We have to be careful to distinguish between "original meaning", and "usual meaning" at a given time , though.
[e.g. what is recorded in surviving Old Norse or Old English texts = evidence for the usual meaning(s) at that time, not for any single "original meaning"!]Today, "an object used for drinking out of" is the prototypical current definition of cup: it's what anyone will immediately say if asked to define the word -- even if it's not the historical centre of meaning developments for the word; the meanings instead are mostly based around the 'rounded cavity' shape.
We know skoal meant 'cup' on most occasions of use at the time it was borrowed into Old English. But we don't and can't know the ultimate origin and function(s) of skoal (yes, we have some early attested uses, but that's not ever going to be a reliable enough sample to establish the full functional range). However, as its attested meaning overlaps considerably with that of English cup, it's likely to have been susceptible to the same kinds of meaning shift, which just happen to include the same kind of connection that was being held up by Robyn as being unlikely.
As native speakers, we don't have enough evidence to judge whether meanings were ever etymologically related. Fortunately, the question usually doesn't matter to us as users of the language.
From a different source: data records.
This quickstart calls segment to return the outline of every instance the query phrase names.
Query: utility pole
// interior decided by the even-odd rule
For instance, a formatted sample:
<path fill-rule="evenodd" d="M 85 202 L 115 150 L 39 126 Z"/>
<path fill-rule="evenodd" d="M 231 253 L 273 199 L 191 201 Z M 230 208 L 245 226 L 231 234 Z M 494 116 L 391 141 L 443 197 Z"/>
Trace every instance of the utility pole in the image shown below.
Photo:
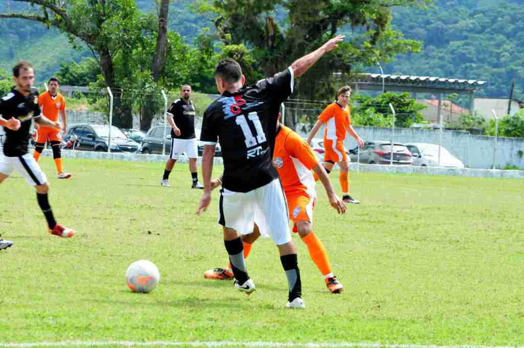
<path fill-rule="evenodd" d="M 508 115 L 511 115 L 511 101 L 513 101 L 513 90 L 515 88 L 515 80 L 511 83 L 511 90 L 509 92 L 509 101 L 508 102 Z"/>

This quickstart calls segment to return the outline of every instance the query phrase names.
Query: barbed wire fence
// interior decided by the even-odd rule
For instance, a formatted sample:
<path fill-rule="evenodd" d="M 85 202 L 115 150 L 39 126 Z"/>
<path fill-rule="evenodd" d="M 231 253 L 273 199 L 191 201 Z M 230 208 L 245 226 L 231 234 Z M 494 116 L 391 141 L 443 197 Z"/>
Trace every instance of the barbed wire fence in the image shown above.
<path fill-rule="evenodd" d="M 126 120 L 128 124 L 132 124 L 133 128 L 142 129 L 144 130 L 148 130 L 153 126 L 165 123 L 167 108 L 169 108 L 173 100 L 180 97 L 176 92 L 172 92 L 167 93 L 165 99 L 161 93 L 162 91 L 158 89 L 139 90 L 132 89 L 111 89 L 110 90 L 114 97 L 114 113 L 122 110 L 121 107 L 115 108 L 115 105 L 121 106 L 124 105 L 127 107 L 127 109 L 124 108 L 124 110 L 129 112 L 126 116 L 128 117 Z M 106 92 L 105 94 L 107 97 L 106 98 L 106 105 L 104 107 L 103 103 L 99 101 L 99 106 L 101 106 L 99 108 L 99 111 L 68 111 L 69 124 L 81 123 L 114 124 L 115 122 L 111 122 L 109 118 L 110 105 L 108 94 Z M 197 127 L 201 127 L 201 114 L 203 110 L 209 103 L 219 96 L 216 94 L 201 95 L 203 100 L 196 105 L 197 112 L 200 114 L 200 117 L 197 117 L 195 119 Z M 100 97 L 99 99 L 101 99 Z M 101 99 L 103 101 L 104 99 Z M 327 105 L 332 102 L 333 101 L 329 100 L 289 99 L 284 103 L 285 123 L 288 125 L 291 124 L 301 136 L 305 138 L 309 135 L 319 115 Z M 394 109 L 396 110 L 397 105 L 392 106 Z M 366 110 L 373 108 L 375 112 L 382 114 L 384 117 L 390 117 L 392 113 L 390 111 L 386 112 L 388 110 L 385 110 L 385 105 L 380 104 L 366 104 Z M 354 117 L 357 117 L 357 114 L 354 112 L 358 109 L 358 104 L 354 105 Z M 117 114 L 113 116 L 114 121 L 116 117 L 122 117 Z M 411 114 L 399 113 L 396 114 L 397 118 L 401 116 L 405 118 L 412 117 L 414 120 L 414 115 Z M 147 126 L 145 127 L 146 125 Z M 389 140 L 392 134 L 395 143 L 423 143 L 439 145 L 458 158 L 466 166 L 501 168 L 507 164 L 504 162 L 505 160 L 497 157 L 500 157 L 502 151 L 498 148 L 497 139 L 494 137 L 481 137 L 483 138 L 479 139 L 478 136 L 474 137 L 467 132 L 445 130 L 443 129 L 442 123 L 436 125 L 436 128 L 435 127 L 435 125 L 423 129 L 396 127 L 394 131 L 391 130 L 391 125 L 390 124 L 387 127 L 381 128 L 359 126 L 354 124 L 353 126 L 365 140 Z M 0 134 L 2 133 L 3 132 L 0 132 Z M 323 134 L 323 129 L 321 128 L 316 137 L 322 137 Z M 478 156 L 475 154 L 476 151 L 472 150 L 472 148 L 478 146 L 475 144 L 481 140 L 485 157 L 490 159 L 491 164 L 488 167 L 484 164 L 485 160 L 483 162 L 479 161 L 476 158 Z M 348 149 L 356 147 L 356 142 L 351 137 L 346 137 L 345 145 Z"/>

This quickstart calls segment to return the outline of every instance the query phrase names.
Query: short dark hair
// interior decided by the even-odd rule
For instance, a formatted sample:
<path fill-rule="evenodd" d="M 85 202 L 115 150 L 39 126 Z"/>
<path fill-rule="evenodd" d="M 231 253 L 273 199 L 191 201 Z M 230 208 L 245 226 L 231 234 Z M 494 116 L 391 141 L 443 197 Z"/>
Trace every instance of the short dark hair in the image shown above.
<path fill-rule="evenodd" d="M 15 78 L 20 76 L 20 70 L 23 69 L 24 70 L 28 70 L 33 69 L 32 66 L 29 62 L 25 60 L 21 60 L 16 63 L 16 65 L 13 67 L 13 75 Z"/>
<path fill-rule="evenodd" d="M 223 79 L 226 82 L 233 83 L 242 77 L 242 68 L 234 59 L 224 58 L 219 62 L 215 68 L 215 77 Z"/>
<path fill-rule="evenodd" d="M 337 94 L 336 96 L 339 96 L 341 94 L 343 94 L 346 92 L 349 92 L 350 93 L 351 93 L 353 91 L 353 90 L 352 90 L 351 88 L 349 86 L 344 86 L 343 87 L 341 87 L 340 89 L 339 89 L 339 93 Z"/>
Staying in the same semantic field, consider mug: 'an object used to drink out of'; 'a person's head or face'; 'a foolish person'; 'the act of attacking someone, usually for personal gain'.
It is likely that most native speakers of modern English do not actually connect any of these uses, regardless of whether there are any historical relationships.
Nevertheless, the first three uses, at least, represent meaning developments that are actually very common: connections between words signifying "(empty) vessel", "head" and "stupid person" are attested in many languages, and arise through a fairly obvious "head=empty" metaphor. (And the fourth meaning listed is also related, as an example of "making someone look weak and foolish".)